I recently subscribed to TTNET 'fibernet' service (50mbps, which actually ranges from <1 to 20 max) and the first thing I noticed is that I can no longer access VPN - either my personal account (through strongvpn) or more importantly - work. Does anyone know whether TTNET blocks VPN access (either through account or modem)? Thanks.


----------



## belgarath (Jul 15, 2011)

There is no specific filter for VPN from TTNET side - can you check your modem settings if the required TCP/UDP ports are open ?
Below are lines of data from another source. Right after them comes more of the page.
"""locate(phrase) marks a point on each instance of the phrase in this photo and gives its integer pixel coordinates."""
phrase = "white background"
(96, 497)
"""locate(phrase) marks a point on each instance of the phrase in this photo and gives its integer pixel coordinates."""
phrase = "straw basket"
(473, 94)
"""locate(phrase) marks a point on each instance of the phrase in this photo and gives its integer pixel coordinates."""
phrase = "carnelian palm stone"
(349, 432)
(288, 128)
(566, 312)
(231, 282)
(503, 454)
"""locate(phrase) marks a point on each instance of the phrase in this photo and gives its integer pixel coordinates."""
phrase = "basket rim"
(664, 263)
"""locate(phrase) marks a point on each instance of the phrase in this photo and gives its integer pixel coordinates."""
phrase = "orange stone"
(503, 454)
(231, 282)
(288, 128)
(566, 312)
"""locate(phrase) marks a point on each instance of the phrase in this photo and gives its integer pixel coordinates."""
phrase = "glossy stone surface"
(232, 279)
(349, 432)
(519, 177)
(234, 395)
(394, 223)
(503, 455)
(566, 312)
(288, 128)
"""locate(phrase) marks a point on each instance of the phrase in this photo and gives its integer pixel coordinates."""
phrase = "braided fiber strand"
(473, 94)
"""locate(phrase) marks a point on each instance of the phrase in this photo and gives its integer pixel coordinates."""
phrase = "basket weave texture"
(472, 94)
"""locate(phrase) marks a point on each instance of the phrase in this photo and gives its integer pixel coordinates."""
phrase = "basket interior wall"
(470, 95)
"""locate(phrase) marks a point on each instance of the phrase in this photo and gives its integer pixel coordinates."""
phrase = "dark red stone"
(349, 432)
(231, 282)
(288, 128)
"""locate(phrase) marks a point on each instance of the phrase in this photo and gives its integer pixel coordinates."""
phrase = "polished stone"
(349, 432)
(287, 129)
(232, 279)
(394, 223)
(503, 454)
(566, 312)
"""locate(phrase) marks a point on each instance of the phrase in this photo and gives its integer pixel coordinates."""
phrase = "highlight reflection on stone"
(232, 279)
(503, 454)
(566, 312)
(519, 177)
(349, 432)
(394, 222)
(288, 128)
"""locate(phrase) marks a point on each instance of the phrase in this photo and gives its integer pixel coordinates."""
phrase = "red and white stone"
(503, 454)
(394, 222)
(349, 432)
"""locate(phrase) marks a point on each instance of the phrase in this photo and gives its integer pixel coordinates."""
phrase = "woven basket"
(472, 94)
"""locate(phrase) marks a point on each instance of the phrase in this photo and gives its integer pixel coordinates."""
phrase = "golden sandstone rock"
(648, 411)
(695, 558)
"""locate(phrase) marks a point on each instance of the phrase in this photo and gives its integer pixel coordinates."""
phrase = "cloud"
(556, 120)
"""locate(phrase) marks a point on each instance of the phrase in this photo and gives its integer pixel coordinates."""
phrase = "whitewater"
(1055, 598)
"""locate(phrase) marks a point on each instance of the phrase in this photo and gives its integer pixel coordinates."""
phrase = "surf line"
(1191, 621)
I know 500+ people in my company use TTNEt @ home and we use multiple flavors of VPN without issues.


----------



## jonmurphy007 (Feb 11, 2013)

Thanks for getting back to me. Just to follow-up on my situation: I have had 3rd party IT 'experts' to my house twice to try to resolve the issue. Their conclusion was that there was either a problem with the line or the modem (not supporting VPN). I bought a new modem that supports VPN, but I cannot get it to connect to my line. When TTNET came to inspect the problem they blamed the fact that the new modem not connecting on the modem being broken (it isn't, as we tested it at my office). At this stage I am resigned to the fact that I am not going to have a working VPN connection during my time in Turkey. If anyone knows any competent IT experts that could take ownership of the problem and get to a resolution with TTNET I would be eternally grateful. Thank you.


----------



## mathic (Apr 4, 2013)

Hi Jonmurphy,

Could you please let me know whether you have a same ISP both at work and your home (the place from where you are trying to access VPN) as you said that your new modem works at your work place. ...

Best


----------



## belgarath (Jul 15, 2011)

Jonmurphy,

Did you check the modem manufacturer website or manual to open ports for the VPN? Try internet forums that focus on that specific modem type. 

Maybe the company IT can give the general guideline for the VPN? Also most VPNs have a https option - check with your company IT Guys again. Good luck!


----------



## fashiondesign_guru (Apr 27, 2013)

There's no ttnet block for vpn, I'm using one just fine.. sounds like you're having a hardware problem..


----------